Enzymatic digestion of proteins was performed as previously described54. Per LC–MS injection, 1.5 µL of PURE system reaction was mixed with 3 µL of 100 mM Tris–HCl pH8.0, 0.3 µL of 20 mM CaCl2, and 0.97 µL MilliQ water. Samples were incubated at 90 °C for 10 min and after cooling to room temperature 0.22 µL of 1 mg mL–1 trypsin (trypsin-ultra, MS-grade, New England Biolabs) was added. Samples were then incubated at 37 °C overnight. After addition of 0.6 µL 10% trifluoroacetic acid samples were centrifuged in a table-top centrifuge (5415R, Eppendorf) for 10 min at maximum speed. The supernatant was transferred to a glass vial with small-volume insert for LC–MS/MS analysis. For absolute quantitative proteomic analysis three different concentrations of PUREfrex2.0 and PURExpress samples were mixed with a fixed concentration of both QconCAT halves. Samples were digested with trypsin as described above and, before LC–MS/MS analysis, they were supplemented with 110 nM of 13C-Arg/Lys labeled SILs (Pepscan presto, Lelystad, The Netherlands) corresponding to the two quantification peptides on the QconCAT halves.

Proteomic analysis

LC–MS/MS analysis was performed on a 6460 Triple Quad LCMS system (Agilent Technologies, USA) using Skyline software14. 5.5 µL of sample was injected per run to an ACQUITY UPLC Peptide CSH C18 Column (Waters Corporation, USA).
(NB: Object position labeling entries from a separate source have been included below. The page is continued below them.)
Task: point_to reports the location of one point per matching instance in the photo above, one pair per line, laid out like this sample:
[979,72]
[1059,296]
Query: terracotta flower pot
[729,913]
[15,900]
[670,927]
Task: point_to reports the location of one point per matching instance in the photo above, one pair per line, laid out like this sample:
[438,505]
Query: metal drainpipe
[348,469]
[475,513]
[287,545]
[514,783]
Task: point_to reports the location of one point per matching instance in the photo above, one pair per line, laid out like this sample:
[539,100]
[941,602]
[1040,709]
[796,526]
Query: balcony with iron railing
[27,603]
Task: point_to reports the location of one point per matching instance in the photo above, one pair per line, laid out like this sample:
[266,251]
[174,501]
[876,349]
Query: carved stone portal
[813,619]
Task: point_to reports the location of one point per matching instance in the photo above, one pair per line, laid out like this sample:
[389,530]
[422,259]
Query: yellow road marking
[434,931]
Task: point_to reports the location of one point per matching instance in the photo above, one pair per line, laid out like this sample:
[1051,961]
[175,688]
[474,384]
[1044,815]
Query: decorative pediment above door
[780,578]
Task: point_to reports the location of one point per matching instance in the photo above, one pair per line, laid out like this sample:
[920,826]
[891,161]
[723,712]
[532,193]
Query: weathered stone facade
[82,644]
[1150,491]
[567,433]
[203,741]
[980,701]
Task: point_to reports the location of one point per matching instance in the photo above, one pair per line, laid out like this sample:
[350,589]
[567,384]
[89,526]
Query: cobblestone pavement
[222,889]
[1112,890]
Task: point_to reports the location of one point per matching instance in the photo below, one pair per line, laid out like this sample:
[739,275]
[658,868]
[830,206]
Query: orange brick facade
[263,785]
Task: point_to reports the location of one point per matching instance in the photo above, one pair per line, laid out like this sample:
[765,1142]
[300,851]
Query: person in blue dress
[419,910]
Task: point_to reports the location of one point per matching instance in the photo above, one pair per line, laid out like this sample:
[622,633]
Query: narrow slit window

The peptides were separated in a gradient of buffer A (25 mM formic acid in MilliQ water) and buffer B (50 mM formic acid in acetonitrile) at a flow rate of 500 µL per minute and at a column temperature of 40 °C. The column was equilibrated with 98% A. After injection, the gradient was changed linearly over 20 min to 70% buffer A, over the next 4 min to 60% buffer A, and over the next 30 s to 20% buffer A. This ratio was held for another 30 s and the column was finally flushed with 98% buffer A to equilibrate for the next run. Selected peptides were measured by multiple reaction monitoring (MRM). For reactions with expression of pTFM1 measurements were split over three LC–MS/MS runs (Supplementary Tables 2, 3, 4). For reactions including 15N-labeled amino acids, transitions for peptides containing 15N-amino acids were monitored, except for glutamate because of the excess of the light glutamate contained in the buffer.

Kinetic model

Timeseries data were fitted to the equation \(f\left(t\right)=a+b\times {t}^{c}/\left({t}^{c}+{d}^{c}\right)\), where t denotes time and \(f\left(t\right)\) describes the peptide concentration at time t. The expression timespan is calculated from the fitted parameters as \(2d/c+d\).